The woman at the lobby of Taj Bengal in Kolkata is busy taking selfies on her mobile phone. She smiles as she looks at the phone’s front camera from different angles. The hotel is rather crowded, which isn’t surprising: the wedding season is in full swing. Anyone would have assumed that the woman with the phone is one of those wedding guests. She looks the part too, dressed in a saree. Few would have recognised her as Nana Dzagnidze, the 2017 World blitz chess champion.

The Georgian came to Kolkata for the Tata Steel Chess India tournament. She isn’t the only woman dressed up in a saree for the evening’s closing ceremony, at the nearby National Library. All the 10 female participants are. Little wonder they are the centre of attraction on the stage.

The focus was on the women’s event at the fourth edition of the Tata Steel Chess India. It was for the first time that a women’s event was being conducted in India’s only world-class annual chess tournament. The organisers made it even more special by having equal pay for both the men’s and the women’s champions.
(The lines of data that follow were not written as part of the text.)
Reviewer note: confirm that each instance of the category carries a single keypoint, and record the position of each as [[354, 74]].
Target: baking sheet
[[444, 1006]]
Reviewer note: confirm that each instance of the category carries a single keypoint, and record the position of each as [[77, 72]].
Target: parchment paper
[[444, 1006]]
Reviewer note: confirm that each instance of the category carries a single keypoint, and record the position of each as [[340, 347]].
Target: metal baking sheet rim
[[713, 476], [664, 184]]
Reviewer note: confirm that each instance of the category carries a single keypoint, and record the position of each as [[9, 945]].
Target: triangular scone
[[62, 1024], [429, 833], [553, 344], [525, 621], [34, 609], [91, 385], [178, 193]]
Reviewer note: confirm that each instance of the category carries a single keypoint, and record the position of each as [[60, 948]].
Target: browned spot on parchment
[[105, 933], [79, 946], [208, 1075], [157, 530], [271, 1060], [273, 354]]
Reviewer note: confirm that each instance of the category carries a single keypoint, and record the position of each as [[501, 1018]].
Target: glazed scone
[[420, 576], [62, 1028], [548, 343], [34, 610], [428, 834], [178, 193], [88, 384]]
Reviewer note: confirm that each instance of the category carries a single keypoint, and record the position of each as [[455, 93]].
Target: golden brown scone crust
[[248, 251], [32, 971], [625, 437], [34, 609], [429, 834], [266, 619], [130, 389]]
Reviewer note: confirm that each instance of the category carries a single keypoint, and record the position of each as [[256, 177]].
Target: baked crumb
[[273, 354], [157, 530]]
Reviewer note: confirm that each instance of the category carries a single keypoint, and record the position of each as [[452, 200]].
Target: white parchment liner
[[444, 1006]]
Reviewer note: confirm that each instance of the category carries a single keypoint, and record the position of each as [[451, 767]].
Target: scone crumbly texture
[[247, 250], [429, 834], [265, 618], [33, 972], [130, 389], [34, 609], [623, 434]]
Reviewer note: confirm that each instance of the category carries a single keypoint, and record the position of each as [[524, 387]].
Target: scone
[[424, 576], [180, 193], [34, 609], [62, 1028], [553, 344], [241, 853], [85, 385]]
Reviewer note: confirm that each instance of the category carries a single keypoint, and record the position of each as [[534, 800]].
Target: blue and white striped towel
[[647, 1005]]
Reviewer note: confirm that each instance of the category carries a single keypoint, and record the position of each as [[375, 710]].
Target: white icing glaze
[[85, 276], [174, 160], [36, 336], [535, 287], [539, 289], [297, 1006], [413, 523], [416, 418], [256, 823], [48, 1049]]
The tournament may have taken place after the BCCI’s well-received announcement that India’s men and women cricketers would get the same match fee, but the organisers of the chess tournament had taken the decision long before. “When we decided to have a women’s tournament, we wanted it to have equal prize money,” Jeet Banerjee, Managing Director of Gameplan (the Kolkata-based corporate branding agency that conducts the tournament on behalf of Tata Steel), tells Sportstar. “And we have been delighted with the response; everyone, even from outside chess circles, welcomed our decision.”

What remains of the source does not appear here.